Rodomontade, this? Elsie laid aside her sketching block prepared to make a burnt offering, as it were, of her whole attention.

“I feel in my bones this is going to be an unpleasant little tale.”

“It is. And it's strictly on the Q.T. Art's a pal of mine. I did him a good turn once back in Ipswich, and he's for ever grateful like the song. Well, friend Art has quite large interests in a carrying business that runs down to Sydney and back. And what he really wants is to get sole loading rights on sugar for this company of his. I don't know yet how it will go, but at the moment things look so smooth Uncle Harry might come right in on the ground floor. Art offered me a job as his repair man on the whole fleet of trucks. There's fifteen of 'em. If things go the way he wants, I might even get set up in a repair shop, name on the door and all.”

“But how is he going to divert the sugar? How will he ensure it?”

“Use your noddle, Else. There's going to be the dirtiest, biggest strike you've ever seen on the Townsville waterfront, and it's going to take place in exactly nine weeks.”

“But Mason can't use union policy to feather his own nest. He'll be jailed.”
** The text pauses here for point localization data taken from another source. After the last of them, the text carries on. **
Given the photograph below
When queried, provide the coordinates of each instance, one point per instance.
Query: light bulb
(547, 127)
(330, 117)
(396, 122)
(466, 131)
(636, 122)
“You don't think he'd be such a bloody fool, do you, as to come forward himself? No. What happens
is another bloke who's the registered company name goes to Northern Sugar, points out that their stuff is rotting away on the wharves—he waits a week or so before he approaches them, see—so that they're desperate—and makes them a fair offer. It's got to be fair”—Harry sounded regretful—“so that they'll come in on it.”

He rolled over on the dune gazing across the road to where the salt-marsh soil, brownish-grey loam with salt crystals, mothered sedges, Noogoora burr, tassel blue grass, and gilgais. On the skyline clumps of Burdekin gidgee lay like green clouds among the she-oaks and paper-barks seeking vanishing point within the sand couch and bunchy spear grass. He picked a blade of couch and chewed it reflectively.

“See this,” he said after a while, pulling a fistful of spiny daggers from the sand, “this stuff's got a funny name. They call it fescue grass.”

“Do they? I always thought it was just called beach grass.”

“No, that's different. More feathery and hanging somehow. This is tough and wiry.”

Elsie turned eyes filled with questioning surprise upon him.

“I didn't know you were interested in things like that.”

“Oh, I've known the name of this grass since I was a kid. Why, I could tell you any type of tree you cared
to point to all round this place. I ran wild along the coast here when I was a nipper.”

“You never mentioned it, you dark horse.”

“No reason. But magging about that strike made me remember. I left here when I was sixteen. The old man took the family down to Brissy for a while, but things was real bad just after that, and he couldn't get work any place. He had a smashed-up leg that kept bothering him and he spent half his time in an' out of quacks' joints trying to get it fixed. Got it up here, too, but there wasn't any compo for the shindy he collected it in. Ever hear about the riots up here?”

“But the Americans weren't here then,” said Elsie mischievously.

Harry tweaked the lobe of her delicately whorled ear and his thick features broke into an incredibly kind smile.

“Course you wouldn't have. I was only seven at the time and you was just somethink your mum and dad dreaded.”

He ruminated awhile, perhaps to expunge this idle persiflage from his mind, for what he remembered was a serious business, chaotic and frightening.